En banalisant la mort comme je le fais, je donne l'impression factice que je domine tout cela, en cela conforté par la maîtrise des émotions en la matière. Je te rassure : il n'en est rien et il suffit de voir dans quel état je suis quand un animal passe l'arme à gauche ou qu'une figure qui m'a toujours accompagné se retire. Oui, je suis balayé mais, fidèle à cette préciosité qui me résume si bien, je ne le montre pas en laissant le tourment tout ravager à l'intérieur pourvu qu'on puisse voir en moi un roc insubmersible auquel s'accrocher et déverser toute sa peine.
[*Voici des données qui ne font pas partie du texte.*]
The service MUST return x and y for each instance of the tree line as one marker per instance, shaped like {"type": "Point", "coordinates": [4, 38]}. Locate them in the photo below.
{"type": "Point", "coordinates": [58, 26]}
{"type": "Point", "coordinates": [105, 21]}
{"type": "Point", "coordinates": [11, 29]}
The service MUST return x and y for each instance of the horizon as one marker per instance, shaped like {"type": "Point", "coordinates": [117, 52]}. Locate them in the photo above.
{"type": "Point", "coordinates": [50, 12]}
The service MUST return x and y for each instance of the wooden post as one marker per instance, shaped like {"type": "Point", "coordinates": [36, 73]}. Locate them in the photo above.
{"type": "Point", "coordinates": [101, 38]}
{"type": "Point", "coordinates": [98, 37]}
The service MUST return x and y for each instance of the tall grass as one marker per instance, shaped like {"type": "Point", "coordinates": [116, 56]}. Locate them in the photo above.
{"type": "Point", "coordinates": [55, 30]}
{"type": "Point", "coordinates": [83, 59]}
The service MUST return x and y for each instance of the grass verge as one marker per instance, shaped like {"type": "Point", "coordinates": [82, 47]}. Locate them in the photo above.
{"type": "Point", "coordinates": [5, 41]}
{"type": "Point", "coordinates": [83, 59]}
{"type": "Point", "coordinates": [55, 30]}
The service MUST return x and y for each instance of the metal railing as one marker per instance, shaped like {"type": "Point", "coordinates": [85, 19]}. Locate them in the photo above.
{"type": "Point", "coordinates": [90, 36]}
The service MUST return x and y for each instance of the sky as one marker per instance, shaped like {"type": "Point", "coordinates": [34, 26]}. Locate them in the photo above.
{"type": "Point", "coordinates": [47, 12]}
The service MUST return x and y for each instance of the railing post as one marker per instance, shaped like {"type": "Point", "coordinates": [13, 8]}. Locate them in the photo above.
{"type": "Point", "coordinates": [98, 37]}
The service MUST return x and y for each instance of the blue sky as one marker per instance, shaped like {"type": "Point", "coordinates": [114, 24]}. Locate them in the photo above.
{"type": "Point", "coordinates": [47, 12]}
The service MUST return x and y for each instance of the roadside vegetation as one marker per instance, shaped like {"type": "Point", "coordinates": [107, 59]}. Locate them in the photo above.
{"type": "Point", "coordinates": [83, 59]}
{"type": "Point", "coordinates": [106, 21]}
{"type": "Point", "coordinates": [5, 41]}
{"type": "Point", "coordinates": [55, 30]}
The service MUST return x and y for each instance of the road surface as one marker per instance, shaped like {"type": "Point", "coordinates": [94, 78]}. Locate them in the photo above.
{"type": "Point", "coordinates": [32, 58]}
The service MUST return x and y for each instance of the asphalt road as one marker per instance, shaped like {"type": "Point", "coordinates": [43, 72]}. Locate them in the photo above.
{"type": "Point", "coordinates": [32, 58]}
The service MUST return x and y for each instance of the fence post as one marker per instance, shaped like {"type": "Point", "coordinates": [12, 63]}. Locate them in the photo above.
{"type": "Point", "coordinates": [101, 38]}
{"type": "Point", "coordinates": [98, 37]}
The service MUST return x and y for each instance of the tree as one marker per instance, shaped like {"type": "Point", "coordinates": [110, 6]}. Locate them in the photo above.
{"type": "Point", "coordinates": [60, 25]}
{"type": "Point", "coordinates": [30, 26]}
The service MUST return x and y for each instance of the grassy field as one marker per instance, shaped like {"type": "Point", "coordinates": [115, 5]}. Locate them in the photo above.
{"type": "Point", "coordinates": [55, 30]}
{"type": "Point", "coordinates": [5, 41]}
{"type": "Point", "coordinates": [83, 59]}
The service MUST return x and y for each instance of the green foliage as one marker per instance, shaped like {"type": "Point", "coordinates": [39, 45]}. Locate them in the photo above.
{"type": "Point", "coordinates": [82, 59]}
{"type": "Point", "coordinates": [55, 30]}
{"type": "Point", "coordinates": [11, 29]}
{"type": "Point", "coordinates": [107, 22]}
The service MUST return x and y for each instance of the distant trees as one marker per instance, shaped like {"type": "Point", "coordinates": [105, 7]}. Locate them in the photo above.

Ce n'est pas que cela m'apaise, cela me divertit un peu du fait que je suis inconsolable.
L'une des questions rituelles que je pose en inTtorview, c'est "Si tu pouvais revivre 30 minutes, lesquelles choisirais-tu et pourquoi ?" [je reconnais qu'il y en a d'autres mais ce n'est pas tout à fait le sujet là]. Certains essayent parfois de me retourner mes questions pour essayer de lever le rideau épais qui obstrue l'accès à ce qui me constitue. Il n'empêche que je répondrais indubitablement qu'il me serait impossible de ne pas choisir de revivre une fin d'après-midi avec ma grand-mère quand celle-ci me préparait son merveilleux riz au lait alors que je rentrais du jardin dans lequel j'avais fait de la balançoire. Trente minutes, c'est peu mais c'est à ce goût d'éternité que je souhaiterais regoûter, puisque la mort m'en a privé il y a 42 ans ... Oui, très tôt, elle s'est invitée dans ma vie en me privant de ma grand-mère pour laquelle j'avais une passion au moins équivalente à celle qu'elle nourrissait à l'endroit de son premier petit fils que j'incarne encore.
D'ailleurs, tu auras noté que "la mort dans l'âme" sonne phonétiquement comme autre chose, comme l'amor dans l'âme. Tout en multi-facette, tout moi.